通常の耐力壁は釘の周りがグスグスになったり、耐力面材が浮き上がって終局状態になりましたが、釘と耐力面材が断熱材で押さえ込まれているので、
浮き上がることができず、モロに水平の力(剪断力)を釘が受け止めることとなります。

最終的には釘が耐力面材と柱の間で折れてしまい、終局状態に至ります。

ちなみに、この釘を押さえる効果を「コンファインド効果」(拘束効果)と呼び、CFT(コンクリート充填鋼管)で用いられるコンクリート強度を高める手法に似ています。

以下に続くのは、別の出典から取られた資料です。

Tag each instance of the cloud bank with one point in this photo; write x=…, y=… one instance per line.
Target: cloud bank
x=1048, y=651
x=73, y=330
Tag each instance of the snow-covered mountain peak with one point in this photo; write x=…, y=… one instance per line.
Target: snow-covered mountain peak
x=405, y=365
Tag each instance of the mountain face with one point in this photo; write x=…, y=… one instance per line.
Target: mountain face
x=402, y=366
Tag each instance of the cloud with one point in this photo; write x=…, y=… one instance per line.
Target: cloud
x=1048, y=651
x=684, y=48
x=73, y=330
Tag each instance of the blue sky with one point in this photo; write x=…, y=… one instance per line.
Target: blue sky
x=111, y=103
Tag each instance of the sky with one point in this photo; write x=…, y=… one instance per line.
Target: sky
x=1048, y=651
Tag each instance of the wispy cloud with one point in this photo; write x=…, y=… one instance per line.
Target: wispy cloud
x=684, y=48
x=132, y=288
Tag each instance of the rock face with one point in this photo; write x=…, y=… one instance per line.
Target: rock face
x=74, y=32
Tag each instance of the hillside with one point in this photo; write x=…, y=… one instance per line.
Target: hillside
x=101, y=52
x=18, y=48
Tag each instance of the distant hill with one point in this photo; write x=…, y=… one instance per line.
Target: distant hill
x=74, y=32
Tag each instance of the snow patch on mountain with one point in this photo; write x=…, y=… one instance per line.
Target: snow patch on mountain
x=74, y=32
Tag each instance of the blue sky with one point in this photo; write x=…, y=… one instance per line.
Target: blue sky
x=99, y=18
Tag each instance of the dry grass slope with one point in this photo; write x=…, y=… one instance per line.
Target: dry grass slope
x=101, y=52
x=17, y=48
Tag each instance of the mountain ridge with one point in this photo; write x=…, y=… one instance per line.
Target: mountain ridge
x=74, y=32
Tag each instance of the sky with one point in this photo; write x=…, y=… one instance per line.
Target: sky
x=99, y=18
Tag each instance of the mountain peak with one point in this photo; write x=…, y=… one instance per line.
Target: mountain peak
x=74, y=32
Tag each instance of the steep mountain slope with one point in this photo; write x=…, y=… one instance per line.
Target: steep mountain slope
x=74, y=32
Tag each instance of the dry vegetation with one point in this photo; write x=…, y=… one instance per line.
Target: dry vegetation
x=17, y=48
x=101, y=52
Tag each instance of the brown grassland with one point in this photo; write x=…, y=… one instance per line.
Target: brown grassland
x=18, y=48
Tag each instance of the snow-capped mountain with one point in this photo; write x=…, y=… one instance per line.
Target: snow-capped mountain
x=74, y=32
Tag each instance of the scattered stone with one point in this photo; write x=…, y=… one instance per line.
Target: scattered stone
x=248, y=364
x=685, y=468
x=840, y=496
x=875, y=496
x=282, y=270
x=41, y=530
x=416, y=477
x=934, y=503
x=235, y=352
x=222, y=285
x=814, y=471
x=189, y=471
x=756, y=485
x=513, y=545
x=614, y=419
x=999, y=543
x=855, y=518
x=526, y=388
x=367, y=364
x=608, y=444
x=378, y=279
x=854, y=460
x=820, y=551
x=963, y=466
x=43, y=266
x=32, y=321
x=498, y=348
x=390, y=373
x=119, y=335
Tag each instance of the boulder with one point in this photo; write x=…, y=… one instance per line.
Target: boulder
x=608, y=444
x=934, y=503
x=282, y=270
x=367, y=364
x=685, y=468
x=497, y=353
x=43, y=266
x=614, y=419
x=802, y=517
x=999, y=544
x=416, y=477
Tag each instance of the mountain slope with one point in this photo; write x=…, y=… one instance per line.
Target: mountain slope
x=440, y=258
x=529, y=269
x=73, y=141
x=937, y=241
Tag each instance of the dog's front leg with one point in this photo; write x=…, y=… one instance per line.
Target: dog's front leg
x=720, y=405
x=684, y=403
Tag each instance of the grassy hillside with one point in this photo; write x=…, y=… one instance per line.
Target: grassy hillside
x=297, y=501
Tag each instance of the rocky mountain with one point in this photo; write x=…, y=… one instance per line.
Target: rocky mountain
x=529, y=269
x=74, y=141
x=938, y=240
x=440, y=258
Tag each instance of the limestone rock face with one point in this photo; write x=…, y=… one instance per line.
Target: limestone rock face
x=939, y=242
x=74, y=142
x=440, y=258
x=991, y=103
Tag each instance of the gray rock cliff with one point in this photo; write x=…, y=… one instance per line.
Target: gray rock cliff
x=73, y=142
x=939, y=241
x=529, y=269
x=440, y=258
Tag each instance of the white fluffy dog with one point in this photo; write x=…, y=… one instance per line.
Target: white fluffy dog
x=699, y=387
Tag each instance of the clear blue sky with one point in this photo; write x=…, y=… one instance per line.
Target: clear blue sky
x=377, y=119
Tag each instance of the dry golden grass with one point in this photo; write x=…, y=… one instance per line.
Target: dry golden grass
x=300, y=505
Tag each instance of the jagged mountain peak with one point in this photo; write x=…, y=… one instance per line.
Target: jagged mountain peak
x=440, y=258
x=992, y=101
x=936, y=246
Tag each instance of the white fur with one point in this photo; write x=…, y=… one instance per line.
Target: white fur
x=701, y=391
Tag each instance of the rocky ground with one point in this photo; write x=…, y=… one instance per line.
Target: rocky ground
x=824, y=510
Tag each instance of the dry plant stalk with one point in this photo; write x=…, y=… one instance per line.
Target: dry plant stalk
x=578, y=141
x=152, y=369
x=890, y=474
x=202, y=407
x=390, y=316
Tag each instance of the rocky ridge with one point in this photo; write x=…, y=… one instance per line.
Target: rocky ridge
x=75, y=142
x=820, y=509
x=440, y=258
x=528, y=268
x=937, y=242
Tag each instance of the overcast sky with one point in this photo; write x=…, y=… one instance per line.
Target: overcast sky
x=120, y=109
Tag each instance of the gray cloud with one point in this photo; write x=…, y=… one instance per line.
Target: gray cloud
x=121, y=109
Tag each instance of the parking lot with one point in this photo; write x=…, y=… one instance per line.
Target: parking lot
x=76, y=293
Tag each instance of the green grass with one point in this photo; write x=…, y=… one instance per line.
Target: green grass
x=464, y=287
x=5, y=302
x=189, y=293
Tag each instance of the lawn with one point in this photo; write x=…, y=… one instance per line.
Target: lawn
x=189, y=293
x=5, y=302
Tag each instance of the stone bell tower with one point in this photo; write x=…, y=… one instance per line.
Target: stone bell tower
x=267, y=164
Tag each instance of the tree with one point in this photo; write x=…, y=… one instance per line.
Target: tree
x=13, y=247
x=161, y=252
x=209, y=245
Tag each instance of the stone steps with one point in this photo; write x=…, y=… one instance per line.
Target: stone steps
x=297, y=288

耐力面材の硬さと釘の硬さを比較すると、圧倒的に釘の方が硬く、
耐力面材がぐずぐずになる力<釘を折る力
と言えるので、釘が外張り断熱材で押さえ込まれる(拘束される)ことにより、より潜在的な耐力壁の力を発揮できた、といえます。

ただ今回の実験の目視で見えるのは、
耐力壁の終局状態=倒壊寸前
の状態で発揮されるメカニズムなので、地震の初期状態でも耐力が強くなっているのか?というのは、試験中に採取しているデータからしかわかりません。

ただ、外張断熱材が構造に寄与しているということが判ったことは画期的で、
「倒壊するまでの時間を稼ぐことができる→避難するまでの時間を稼げる」ということは言えます。
アイディールブレーンさんから、追ってデータの報告があるということですので、楽しみに待ちましょう。